In a new thesis from the Swedish Institute of Space Physics and Umea University, unique methods for the analysis of radar data and simulations of meteoroids in the solar system are presented. The methods have been applied to confirm the existence of rare high-altitude meteors as well as to measure space debris from the Kosmos-1408 satellite. On November 25, Daniel Kastinen defends his doctoral thesis.

"My primary goal has been to carefully analyze radar measurements of meteors and space debris and evaluate the precision of the measurements. This is to improve further analysis and use the results together with the new dynamical simulations. The work paves the way for future research and allows cross-disciplinary studies on meteors as well as on space debris and near-Earth asteroids", says Daniel Kastinen.

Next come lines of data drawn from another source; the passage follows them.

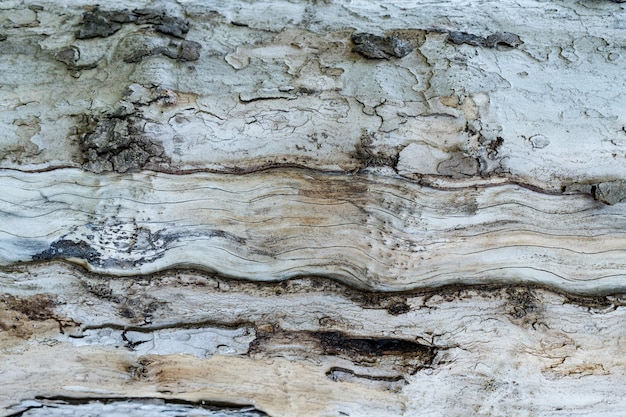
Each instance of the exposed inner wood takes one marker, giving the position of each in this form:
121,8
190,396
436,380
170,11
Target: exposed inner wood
312,208
184,335
370,231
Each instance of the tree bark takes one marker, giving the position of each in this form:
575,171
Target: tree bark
294,208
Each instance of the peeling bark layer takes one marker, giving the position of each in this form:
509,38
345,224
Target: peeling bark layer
294,208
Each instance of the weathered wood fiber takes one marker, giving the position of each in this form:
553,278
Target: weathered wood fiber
312,208
369,231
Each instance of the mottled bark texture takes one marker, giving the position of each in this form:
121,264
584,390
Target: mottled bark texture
312,208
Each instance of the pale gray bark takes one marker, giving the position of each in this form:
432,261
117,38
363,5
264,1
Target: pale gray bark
324,208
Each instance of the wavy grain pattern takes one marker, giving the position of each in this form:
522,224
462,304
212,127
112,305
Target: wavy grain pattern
369,231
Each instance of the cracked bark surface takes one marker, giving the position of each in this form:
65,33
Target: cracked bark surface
293,208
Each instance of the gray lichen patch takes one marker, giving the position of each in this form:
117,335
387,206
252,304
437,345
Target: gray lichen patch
380,47
98,23
116,143
499,38
185,51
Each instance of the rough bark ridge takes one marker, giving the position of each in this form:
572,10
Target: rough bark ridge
322,208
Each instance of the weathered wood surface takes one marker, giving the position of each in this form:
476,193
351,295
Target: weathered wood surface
310,346
369,231
259,208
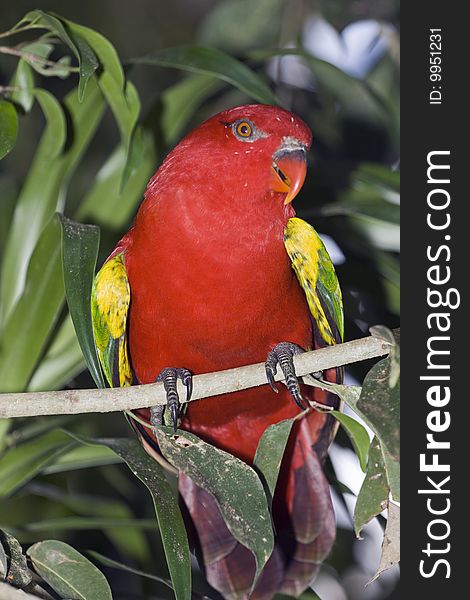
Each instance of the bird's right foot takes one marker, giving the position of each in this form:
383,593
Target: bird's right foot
169,377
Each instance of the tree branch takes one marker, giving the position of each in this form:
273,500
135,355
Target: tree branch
65,402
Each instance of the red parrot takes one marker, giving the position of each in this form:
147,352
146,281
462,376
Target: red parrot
215,273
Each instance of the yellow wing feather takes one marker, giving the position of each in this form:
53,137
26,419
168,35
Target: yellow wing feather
110,305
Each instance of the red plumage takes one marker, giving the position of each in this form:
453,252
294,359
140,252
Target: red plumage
212,288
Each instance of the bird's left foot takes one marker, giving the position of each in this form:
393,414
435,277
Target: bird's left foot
169,377
283,354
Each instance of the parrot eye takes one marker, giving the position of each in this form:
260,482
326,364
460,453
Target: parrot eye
243,129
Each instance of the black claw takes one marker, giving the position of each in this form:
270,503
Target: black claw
174,411
187,380
169,377
282,355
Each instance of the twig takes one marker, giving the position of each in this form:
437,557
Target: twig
65,402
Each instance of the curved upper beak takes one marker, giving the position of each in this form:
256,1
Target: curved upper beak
289,169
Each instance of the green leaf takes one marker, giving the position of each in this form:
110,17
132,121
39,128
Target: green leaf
373,495
392,469
108,562
107,202
131,541
29,325
366,204
24,80
19,465
228,26
44,189
170,521
80,245
269,453
5,425
357,434
379,402
93,523
37,53
82,457
121,96
3,561
235,486
181,100
391,545
18,573
62,361
68,572
8,127
211,61
86,57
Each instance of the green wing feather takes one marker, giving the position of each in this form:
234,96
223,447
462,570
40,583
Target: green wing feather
317,276
110,299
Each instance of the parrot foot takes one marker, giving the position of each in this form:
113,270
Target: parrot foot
169,377
282,354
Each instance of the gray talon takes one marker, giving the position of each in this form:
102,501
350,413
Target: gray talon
169,377
282,355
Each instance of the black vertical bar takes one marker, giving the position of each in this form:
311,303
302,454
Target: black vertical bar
434,272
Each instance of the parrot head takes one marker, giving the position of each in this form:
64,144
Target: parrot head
244,154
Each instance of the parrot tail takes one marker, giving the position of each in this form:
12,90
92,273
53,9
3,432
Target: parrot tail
303,517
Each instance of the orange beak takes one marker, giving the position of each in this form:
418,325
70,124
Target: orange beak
288,172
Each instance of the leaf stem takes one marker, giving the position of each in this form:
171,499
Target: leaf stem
35,58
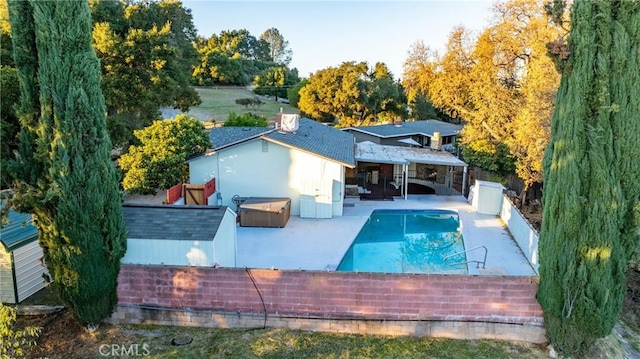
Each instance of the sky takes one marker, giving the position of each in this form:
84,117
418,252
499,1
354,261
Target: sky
325,34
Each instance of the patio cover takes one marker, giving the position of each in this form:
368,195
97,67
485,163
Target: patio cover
371,152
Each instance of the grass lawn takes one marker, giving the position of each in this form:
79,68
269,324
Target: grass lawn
218,102
62,337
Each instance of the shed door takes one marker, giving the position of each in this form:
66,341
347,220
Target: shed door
316,199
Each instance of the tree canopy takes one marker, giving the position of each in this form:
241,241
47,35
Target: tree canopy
279,51
274,81
353,94
591,217
158,162
63,172
146,54
501,83
235,57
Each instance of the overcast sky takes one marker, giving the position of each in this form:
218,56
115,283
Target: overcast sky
327,33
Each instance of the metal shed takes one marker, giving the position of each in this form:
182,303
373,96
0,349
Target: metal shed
21,265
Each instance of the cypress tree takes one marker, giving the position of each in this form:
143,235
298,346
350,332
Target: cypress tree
589,227
64,173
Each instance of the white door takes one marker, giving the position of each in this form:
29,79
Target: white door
316,198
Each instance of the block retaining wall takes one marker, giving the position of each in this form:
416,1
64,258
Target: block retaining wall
499,307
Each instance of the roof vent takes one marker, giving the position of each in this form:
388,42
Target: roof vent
290,122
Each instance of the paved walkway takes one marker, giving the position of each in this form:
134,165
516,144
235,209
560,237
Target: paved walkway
320,244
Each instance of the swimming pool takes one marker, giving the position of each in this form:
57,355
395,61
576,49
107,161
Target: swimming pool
407,241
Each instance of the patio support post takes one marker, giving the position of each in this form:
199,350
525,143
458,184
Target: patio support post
405,170
464,180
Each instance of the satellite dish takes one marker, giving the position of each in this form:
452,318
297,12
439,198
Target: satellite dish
289,122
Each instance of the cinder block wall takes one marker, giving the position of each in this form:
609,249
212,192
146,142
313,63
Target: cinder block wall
326,297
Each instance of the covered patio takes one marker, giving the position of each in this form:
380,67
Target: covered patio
383,172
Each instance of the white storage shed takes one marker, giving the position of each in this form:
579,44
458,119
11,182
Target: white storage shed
21,265
180,235
487,197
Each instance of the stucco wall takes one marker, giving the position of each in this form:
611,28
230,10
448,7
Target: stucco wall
169,252
224,243
521,230
253,169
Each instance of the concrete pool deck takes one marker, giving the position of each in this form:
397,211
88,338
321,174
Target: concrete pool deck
320,244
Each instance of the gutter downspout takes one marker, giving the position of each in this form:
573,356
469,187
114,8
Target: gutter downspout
464,180
405,170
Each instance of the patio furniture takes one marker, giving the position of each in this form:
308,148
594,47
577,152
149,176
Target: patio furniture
265,212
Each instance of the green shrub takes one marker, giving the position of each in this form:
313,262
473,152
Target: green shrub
245,120
14,342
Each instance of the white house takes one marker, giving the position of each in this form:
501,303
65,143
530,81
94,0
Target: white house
180,235
305,162
426,134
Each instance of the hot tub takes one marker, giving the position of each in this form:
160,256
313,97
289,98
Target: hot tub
265,212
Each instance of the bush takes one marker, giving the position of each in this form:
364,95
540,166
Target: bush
254,103
246,120
13,343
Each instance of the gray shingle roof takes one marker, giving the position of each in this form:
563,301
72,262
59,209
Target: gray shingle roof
320,139
195,223
427,128
311,136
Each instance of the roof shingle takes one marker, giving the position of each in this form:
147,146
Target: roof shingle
427,128
196,223
311,136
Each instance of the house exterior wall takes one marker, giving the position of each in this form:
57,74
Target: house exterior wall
266,169
7,292
224,242
29,270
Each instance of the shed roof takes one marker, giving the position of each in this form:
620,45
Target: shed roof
371,152
311,136
197,223
19,232
427,128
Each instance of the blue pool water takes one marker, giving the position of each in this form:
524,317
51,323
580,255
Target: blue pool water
407,241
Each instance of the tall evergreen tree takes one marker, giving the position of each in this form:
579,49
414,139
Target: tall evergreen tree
65,176
591,194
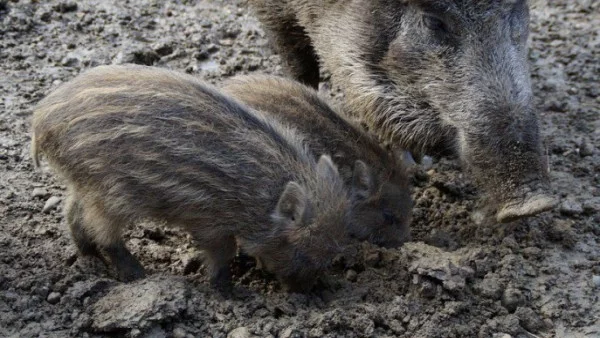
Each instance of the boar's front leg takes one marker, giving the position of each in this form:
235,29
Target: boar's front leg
295,48
105,232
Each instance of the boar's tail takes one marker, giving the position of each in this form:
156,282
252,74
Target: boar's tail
35,155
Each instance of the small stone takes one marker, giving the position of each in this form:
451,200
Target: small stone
529,320
586,149
51,204
53,298
351,275
212,48
287,333
65,7
191,263
240,332
596,281
501,335
226,42
39,193
70,61
179,333
570,207
512,299
372,259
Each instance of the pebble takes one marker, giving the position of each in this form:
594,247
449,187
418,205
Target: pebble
39,192
351,275
179,333
596,280
53,298
51,204
240,332
191,263
512,298
501,335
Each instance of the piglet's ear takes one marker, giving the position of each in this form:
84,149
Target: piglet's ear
363,181
326,168
293,203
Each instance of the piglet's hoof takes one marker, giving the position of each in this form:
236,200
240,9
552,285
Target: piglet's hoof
532,205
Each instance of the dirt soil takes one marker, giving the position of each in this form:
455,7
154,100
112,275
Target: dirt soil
533,278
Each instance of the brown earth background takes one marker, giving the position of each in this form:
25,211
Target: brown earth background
534,278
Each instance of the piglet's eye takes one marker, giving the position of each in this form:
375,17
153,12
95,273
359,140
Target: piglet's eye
434,23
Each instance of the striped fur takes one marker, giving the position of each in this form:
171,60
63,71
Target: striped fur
136,142
382,210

Every day, 10-200 tons of material from space, consisting of dust- sized particles and larger pieces of material - meteoroids, fall into the Earth's atmosphere. These particles come from parent bodies such as comets and asteroids and thus date back to the time when the solar system was formed. When a meteoroid hits the Earth's atmosphere and burns up in the form of a meteor, the material is dispersed in the atmosphere. Most of these meteors are invisible to the eye but can be detected by radar.

Predicted meteor shower
Through analyzes of data from the MU radar in Japan, Daniel Kastinen has succeeded in confirming the existence of rare meteors that occur at unusually high altitudes. A unique result as several theories and reports have been presented over the years, but without confident validation of the meteors height. How the incident particles give rise to meteors at high altitudes, where the atmosphere is very tenuous, is a research topic currently being debated.

Another part of the thesis highlights simulations of the October Draconids meteor shower. Daniel Kastinen managed to describe an unexpectedly strong outburst of the meteor showers in 2011-2012 and predicted an outburst in 2018. A subsequent study laid out rigorous grounds for developing this type of simulation to even better predict such meteor showers.

Daniel Kastinen has also used the scientific organization EISCAT's radar system for measurements of space debris, which was created last November when the defunct satellite Kosmos-1408 was destroyed by a Russian missile during a so-called anti-satellite test. Through new analysis methods, he was able to estimate the size of the resulting fragments. He also presents a method for determining the orbits of space objects. The study contributes to a better understanding of our near-Earth space environment and mapping of the increasing amount of space debris.